Oleg G. Shpyrko has received the 2008 Rosalind Franklin Young Investigator Award from the Advanced Photon Source Users Organization.

Abstract:
The Advanced Photon Source (APS) Users Organization has named Oleg G. Shpyrko as the recipient of the 2008 Rosalind Franklin Young Investigator Award. The award recognizes an important technical or scientific accomplishment by a young investigator that depended on, or is beneficial to, the APS. Shpyrko received the award during 2008 Users Week at the U.S. Department of Energy's (DOE) Argonne National Laboratory, where he will also present his work.

Shpyrko receives APS organization's Young Investigator Award

ARGONNE, IL | Posted on May 10th, 2008

Shpyrko has been recognized for reaching a remarkably high level of achievement early in his career. He applied challenging surface and coherent X-ray scattering techniques to understanding the structure and dynamics of liquid metal surfaces and quantum states in condensed matter systems. He is also a dedicated and enthusiastic teacher.

He received his Ph.D. degree from Harvard University in 2004 under the direction of Peter Pershan; he then had postdoctoral fellowships at Harvard and the Center for Nanoscale Materials at Argonne National Laboratory before joining the faculty of the University of California, San Diego, Physics Department in 2007.

As a postdoctoral fellow at Argonne, Shpyrko studied domain wall fluctuations in antiferromagnets, technologically important materials used to tailor the properties of magnetic sensors in hard drive read heads. In antiferromagnets, magnetic properties form distinct regions called domains. Fluctuations in the domain boundaries or walls were expected to cause magnetic noise that could affect the material's performance, but characteristics of the domains rendered them invisible to conventional techniques.

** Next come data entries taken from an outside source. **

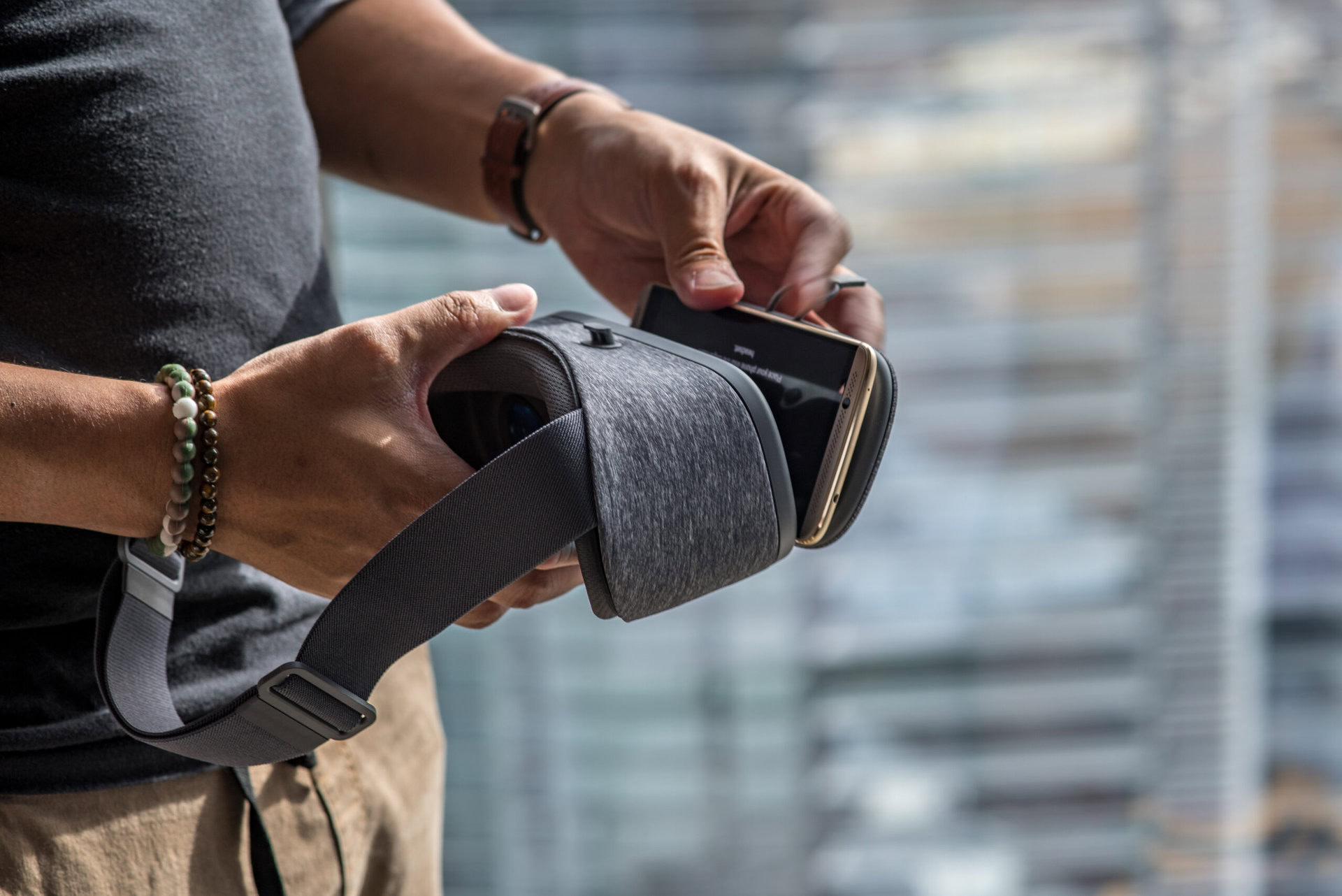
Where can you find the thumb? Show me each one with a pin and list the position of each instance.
(697, 262)
(458, 322)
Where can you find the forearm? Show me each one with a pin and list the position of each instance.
(84, 451)
(402, 96)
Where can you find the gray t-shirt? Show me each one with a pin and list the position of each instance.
(159, 201)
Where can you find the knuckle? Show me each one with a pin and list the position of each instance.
(370, 344)
(459, 310)
(694, 178)
(526, 593)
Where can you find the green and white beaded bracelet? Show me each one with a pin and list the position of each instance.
(185, 408)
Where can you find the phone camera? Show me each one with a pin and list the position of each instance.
(520, 419)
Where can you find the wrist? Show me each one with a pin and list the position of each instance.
(86, 452)
(563, 143)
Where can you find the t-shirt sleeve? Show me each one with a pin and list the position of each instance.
(305, 15)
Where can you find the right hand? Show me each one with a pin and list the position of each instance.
(328, 449)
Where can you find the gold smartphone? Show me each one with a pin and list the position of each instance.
(818, 384)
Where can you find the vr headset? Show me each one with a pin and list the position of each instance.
(662, 463)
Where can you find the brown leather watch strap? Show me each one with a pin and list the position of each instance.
(510, 143)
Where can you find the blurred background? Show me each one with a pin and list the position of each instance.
(1086, 637)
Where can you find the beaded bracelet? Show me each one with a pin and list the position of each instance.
(204, 391)
(185, 408)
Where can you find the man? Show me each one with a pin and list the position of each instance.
(159, 203)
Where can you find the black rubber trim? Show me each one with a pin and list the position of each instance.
(761, 416)
(866, 454)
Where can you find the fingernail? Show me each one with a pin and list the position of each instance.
(513, 297)
(713, 278)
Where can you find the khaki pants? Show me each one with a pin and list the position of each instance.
(189, 834)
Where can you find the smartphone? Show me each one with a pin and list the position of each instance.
(819, 385)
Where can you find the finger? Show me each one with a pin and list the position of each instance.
(859, 312)
(454, 324)
(538, 586)
(486, 614)
(823, 239)
(567, 556)
(693, 214)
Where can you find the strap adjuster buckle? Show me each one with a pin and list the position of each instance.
(268, 694)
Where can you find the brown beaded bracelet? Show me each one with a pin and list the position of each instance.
(199, 545)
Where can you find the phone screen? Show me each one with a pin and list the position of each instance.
(802, 373)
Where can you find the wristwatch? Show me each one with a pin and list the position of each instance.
(507, 148)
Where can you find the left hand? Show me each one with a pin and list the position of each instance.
(634, 198)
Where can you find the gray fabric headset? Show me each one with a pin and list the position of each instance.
(661, 463)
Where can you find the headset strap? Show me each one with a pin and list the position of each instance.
(507, 516)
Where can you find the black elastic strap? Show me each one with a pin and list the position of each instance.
(512, 514)
(265, 868)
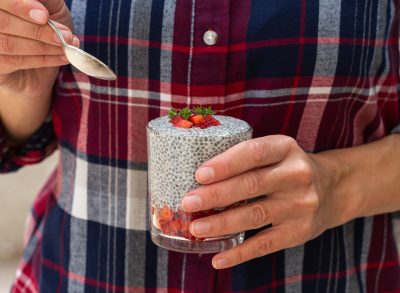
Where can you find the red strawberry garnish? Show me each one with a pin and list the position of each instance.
(197, 119)
(165, 213)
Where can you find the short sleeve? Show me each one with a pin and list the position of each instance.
(39, 146)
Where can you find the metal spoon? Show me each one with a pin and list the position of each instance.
(82, 60)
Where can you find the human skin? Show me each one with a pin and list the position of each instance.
(300, 194)
(30, 56)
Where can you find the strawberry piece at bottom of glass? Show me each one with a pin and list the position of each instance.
(176, 223)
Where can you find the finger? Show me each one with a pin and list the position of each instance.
(30, 10)
(266, 242)
(12, 63)
(245, 156)
(241, 187)
(247, 217)
(12, 45)
(12, 25)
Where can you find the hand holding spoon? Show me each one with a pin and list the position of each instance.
(82, 60)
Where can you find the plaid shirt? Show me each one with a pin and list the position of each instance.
(324, 72)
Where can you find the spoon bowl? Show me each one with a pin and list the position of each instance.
(82, 60)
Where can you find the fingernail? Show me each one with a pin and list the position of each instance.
(75, 41)
(64, 59)
(67, 35)
(191, 202)
(200, 227)
(220, 263)
(38, 15)
(205, 174)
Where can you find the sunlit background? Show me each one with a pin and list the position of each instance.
(17, 192)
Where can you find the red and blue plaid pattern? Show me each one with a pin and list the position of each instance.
(324, 72)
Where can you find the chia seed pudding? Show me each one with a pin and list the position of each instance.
(174, 155)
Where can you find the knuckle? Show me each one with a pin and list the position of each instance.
(258, 215)
(226, 161)
(251, 183)
(222, 224)
(257, 150)
(16, 6)
(216, 198)
(264, 246)
(311, 201)
(7, 44)
(16, 61)
(288, 140)
(303, 172)
(5, 21)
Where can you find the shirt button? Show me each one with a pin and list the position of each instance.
(210, 38)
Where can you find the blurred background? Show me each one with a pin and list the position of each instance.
(17, 191)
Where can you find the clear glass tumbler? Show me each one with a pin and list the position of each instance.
(174, 154)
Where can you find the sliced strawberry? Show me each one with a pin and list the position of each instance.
(197, 119)
(165, 213)
(175, 119)
(184, 124)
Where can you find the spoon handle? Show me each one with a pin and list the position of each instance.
(57, 31)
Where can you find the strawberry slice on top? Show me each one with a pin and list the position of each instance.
(197, 117)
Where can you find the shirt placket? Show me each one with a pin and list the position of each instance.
(209, 53)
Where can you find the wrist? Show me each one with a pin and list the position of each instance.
(340, 199)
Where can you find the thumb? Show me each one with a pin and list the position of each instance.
(53, 6)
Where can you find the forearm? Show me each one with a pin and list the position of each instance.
(22, 116)
(364, 180)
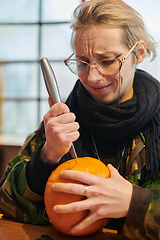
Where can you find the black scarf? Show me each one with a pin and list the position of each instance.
(126, 120)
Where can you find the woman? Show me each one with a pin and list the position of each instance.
(111, 114)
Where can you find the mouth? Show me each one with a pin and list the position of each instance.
(100, 89)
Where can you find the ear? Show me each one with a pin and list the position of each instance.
(141, 51)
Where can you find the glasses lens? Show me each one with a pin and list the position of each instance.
(108, 67)
(78, 67)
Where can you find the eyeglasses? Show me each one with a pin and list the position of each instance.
(105, 66)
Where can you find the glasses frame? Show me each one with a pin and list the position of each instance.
(121, 61)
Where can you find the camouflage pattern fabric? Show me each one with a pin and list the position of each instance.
(19, 202)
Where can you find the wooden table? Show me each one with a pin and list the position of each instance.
(12, 230)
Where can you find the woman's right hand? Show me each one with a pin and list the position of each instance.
(61, 130)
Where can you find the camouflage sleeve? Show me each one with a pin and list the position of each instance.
(16, 198)
(143, 219)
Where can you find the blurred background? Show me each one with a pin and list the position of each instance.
(30, 30)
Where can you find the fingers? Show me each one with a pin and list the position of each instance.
(113, 171)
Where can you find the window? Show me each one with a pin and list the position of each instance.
(31, 30)
(149, 10)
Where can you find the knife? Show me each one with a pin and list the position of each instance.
(53, 90)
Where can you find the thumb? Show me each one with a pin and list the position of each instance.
(113, 171)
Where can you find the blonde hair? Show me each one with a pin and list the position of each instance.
(114, 14)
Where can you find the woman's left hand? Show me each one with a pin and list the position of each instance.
(106, 198)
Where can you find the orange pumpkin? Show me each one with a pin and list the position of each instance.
(65, 221)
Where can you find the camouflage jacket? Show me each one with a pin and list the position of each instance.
(18, 201)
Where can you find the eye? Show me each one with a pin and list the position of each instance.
(81, 64)
(107, 62)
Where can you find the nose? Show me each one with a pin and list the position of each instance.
(94, 75)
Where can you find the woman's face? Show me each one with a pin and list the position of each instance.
(97, 43)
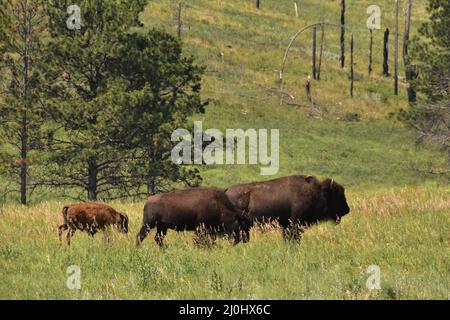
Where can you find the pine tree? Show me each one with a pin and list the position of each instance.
(113, 98)
(22, 23)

Shpyrko applied a newly developed technique called X-ray photon correlation spectroscopy to observe fluctuations of these domain walls for the first time. He found that the magnetic noise cannot be eliminated.

The ability to observe domain wall fluctuation is important both for engineering tailored materials and for fundamental studies in condensed matter physics.

For his thesis work, Shpyrko resolved a long-standing controversy on whether atomic layering is unique to liquid metals. He used X-ray surface scattering techniques to compare the surface structure in high-surface-tension liquid metals with the surface structure in low-surface-tension alkali metals and nonmetallic liquids. The results showed layering in alkali metals but no layering in water. The observation indicates that layering is unique to metallic liquids and it arises from electronic properties rather than high surface tension.

Shpyrko has continued to study the surface properties of liquid metals, working in particular with gold silicide (AuSi), a solder used in nanoscale circuitry. In contrast to the previously observed behavior of other liquid alloys and pure liquid metals, a nondilute liquid eutectic gold-silicon alloy (Au82Si18) developed both a crystallized alloy "skin" and an ordered structure extending several atomic layers into the bulk. The "skin" remained an alloy, rather than segregating to a pure metal as in other liquid alloys. The results are important because properties at the nanoscale, including the effectiveness of AuSi as a nanoscale solder, are expected to depend heavily on surface effects.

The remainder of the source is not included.